Curiosity is getting me

Dawson,

I have to know...just exactly what types of visits/patients are these RN's seeing? Are the RN's seeing hypertensives and adjusting meds? Diabetics and titrating meds? If that's the case you have much bigger medical liability issues, bigger than what to bill.

The other thing is - if they are simply carrying out a plan of care...who established the plan of care to begin with if no MD/NP/PA is in the building? Are they seeing an MD/PA/NP elsewhere and then referred to this RN only clinic for follow up?

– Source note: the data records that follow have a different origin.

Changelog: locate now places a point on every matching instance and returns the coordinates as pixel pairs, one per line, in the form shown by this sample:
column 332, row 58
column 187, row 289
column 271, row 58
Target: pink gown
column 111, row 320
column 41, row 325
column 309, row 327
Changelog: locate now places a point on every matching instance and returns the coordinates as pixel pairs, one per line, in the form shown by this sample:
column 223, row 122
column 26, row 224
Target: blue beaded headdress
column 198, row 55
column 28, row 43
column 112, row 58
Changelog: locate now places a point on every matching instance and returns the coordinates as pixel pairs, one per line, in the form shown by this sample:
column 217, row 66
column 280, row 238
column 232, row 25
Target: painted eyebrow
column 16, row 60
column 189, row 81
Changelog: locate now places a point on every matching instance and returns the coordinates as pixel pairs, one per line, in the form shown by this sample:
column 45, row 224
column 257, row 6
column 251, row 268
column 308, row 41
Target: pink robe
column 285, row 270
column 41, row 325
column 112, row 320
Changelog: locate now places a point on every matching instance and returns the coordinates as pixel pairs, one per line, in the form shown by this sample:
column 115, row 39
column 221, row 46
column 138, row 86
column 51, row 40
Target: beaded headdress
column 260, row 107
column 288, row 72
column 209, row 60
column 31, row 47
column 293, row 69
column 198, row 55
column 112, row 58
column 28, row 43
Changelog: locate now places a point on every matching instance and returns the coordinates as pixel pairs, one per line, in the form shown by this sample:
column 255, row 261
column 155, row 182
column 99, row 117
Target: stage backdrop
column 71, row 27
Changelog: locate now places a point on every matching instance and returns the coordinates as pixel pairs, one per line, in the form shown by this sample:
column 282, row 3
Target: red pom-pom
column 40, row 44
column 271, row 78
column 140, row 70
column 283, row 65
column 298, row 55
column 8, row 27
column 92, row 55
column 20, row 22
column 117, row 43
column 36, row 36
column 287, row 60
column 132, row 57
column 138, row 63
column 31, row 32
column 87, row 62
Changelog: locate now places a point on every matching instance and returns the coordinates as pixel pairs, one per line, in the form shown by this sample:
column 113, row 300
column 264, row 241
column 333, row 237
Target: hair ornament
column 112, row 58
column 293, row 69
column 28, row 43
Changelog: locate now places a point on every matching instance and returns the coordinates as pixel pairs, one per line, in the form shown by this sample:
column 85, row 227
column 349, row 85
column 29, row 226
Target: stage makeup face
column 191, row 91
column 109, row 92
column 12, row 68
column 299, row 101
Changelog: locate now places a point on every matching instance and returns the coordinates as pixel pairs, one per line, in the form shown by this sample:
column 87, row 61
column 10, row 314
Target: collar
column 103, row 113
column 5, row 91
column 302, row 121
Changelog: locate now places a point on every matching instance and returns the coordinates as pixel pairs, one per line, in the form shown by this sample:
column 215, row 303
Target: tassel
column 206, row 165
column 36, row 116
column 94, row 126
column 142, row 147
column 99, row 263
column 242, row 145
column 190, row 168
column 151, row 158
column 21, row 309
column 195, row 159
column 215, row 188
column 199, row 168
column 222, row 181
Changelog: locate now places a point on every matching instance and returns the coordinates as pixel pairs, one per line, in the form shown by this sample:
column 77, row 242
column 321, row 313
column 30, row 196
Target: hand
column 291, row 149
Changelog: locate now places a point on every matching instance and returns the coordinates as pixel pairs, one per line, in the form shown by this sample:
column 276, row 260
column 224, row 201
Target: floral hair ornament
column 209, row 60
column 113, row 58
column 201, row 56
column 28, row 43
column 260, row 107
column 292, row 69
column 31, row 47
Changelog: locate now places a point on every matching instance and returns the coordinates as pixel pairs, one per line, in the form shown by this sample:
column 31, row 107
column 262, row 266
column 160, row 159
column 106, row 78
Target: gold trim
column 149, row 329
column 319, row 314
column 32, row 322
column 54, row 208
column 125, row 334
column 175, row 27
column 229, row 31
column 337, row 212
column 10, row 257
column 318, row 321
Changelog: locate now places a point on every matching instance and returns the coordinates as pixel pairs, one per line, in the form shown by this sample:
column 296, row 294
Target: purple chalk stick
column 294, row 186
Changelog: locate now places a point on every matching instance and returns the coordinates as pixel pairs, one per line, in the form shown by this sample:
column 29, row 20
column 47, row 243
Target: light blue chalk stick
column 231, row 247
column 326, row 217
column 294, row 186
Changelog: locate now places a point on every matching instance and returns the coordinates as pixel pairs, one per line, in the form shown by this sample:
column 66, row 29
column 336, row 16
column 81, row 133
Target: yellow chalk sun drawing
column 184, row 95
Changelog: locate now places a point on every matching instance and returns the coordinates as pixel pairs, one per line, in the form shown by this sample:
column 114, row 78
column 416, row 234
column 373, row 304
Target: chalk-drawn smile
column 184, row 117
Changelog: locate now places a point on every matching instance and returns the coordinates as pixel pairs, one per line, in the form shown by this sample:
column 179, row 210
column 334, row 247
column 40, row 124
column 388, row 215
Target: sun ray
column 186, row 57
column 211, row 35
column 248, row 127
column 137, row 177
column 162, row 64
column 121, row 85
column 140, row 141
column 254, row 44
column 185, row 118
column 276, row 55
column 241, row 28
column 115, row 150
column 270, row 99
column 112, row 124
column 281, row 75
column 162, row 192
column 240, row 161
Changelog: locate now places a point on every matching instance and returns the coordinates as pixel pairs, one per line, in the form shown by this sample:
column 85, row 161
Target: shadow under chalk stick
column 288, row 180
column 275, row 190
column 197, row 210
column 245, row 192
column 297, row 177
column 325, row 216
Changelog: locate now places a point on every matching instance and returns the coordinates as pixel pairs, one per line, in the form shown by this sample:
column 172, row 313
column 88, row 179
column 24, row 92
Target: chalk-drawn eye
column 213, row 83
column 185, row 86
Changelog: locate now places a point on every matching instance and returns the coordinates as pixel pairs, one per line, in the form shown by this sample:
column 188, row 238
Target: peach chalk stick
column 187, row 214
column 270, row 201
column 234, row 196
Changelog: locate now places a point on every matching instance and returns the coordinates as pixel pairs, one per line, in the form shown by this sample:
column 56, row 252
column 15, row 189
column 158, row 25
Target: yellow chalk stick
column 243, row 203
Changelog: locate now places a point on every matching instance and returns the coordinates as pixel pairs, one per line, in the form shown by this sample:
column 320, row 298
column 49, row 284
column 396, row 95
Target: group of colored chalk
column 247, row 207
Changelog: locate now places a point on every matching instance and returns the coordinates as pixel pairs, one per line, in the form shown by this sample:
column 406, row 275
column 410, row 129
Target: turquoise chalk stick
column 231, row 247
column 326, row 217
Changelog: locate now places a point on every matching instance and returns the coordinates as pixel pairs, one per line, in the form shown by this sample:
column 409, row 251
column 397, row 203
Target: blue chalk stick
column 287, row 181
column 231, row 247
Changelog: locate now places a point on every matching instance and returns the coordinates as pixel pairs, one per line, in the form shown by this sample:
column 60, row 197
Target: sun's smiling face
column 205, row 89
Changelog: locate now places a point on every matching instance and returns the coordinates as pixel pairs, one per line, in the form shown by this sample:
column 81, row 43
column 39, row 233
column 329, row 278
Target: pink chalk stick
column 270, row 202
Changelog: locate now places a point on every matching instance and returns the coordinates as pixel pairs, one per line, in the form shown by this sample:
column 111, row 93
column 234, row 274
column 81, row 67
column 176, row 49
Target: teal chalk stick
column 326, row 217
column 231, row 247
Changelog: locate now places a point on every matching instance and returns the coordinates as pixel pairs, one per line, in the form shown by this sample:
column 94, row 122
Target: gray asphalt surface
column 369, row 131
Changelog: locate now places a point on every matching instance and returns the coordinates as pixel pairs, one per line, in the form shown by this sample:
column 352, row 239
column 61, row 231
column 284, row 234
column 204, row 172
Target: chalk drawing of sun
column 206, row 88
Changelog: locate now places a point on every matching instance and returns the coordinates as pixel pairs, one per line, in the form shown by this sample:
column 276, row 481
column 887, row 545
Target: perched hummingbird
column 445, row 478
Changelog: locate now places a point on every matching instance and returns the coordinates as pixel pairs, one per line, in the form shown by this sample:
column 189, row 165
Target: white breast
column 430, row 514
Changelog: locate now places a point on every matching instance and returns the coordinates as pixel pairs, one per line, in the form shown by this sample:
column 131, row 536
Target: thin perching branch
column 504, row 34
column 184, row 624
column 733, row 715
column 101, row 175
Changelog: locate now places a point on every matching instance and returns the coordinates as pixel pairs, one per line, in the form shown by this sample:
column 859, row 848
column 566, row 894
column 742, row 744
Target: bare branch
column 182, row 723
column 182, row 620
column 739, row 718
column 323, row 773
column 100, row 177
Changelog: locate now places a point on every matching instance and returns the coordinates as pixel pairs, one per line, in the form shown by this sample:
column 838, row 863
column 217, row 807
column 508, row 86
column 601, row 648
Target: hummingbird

Hunter Smith, an in shock CPC
 
none of which can be done without a physician order and a physician on staff. Have they checked with an attorney and been honest with him about what is going on. My daughter is a health care attorney and she says this cannot happen.
 
What is even scarier is that there are actually patient's who come in for medical care? YIKES!!!!!
 
Scary

I'm thinking allergic reactions, tylenol and platelet disorders, if BP is not acceptable what then? Give a diuretic? If diuretic given, that could flush other meds out of their system faster and this may not be what a PCP would want (or would make adjustments in those drugs that only a provider with a DEA# can do).

Wow, to bill or not to bill a 99211 is the least of your worries my friend.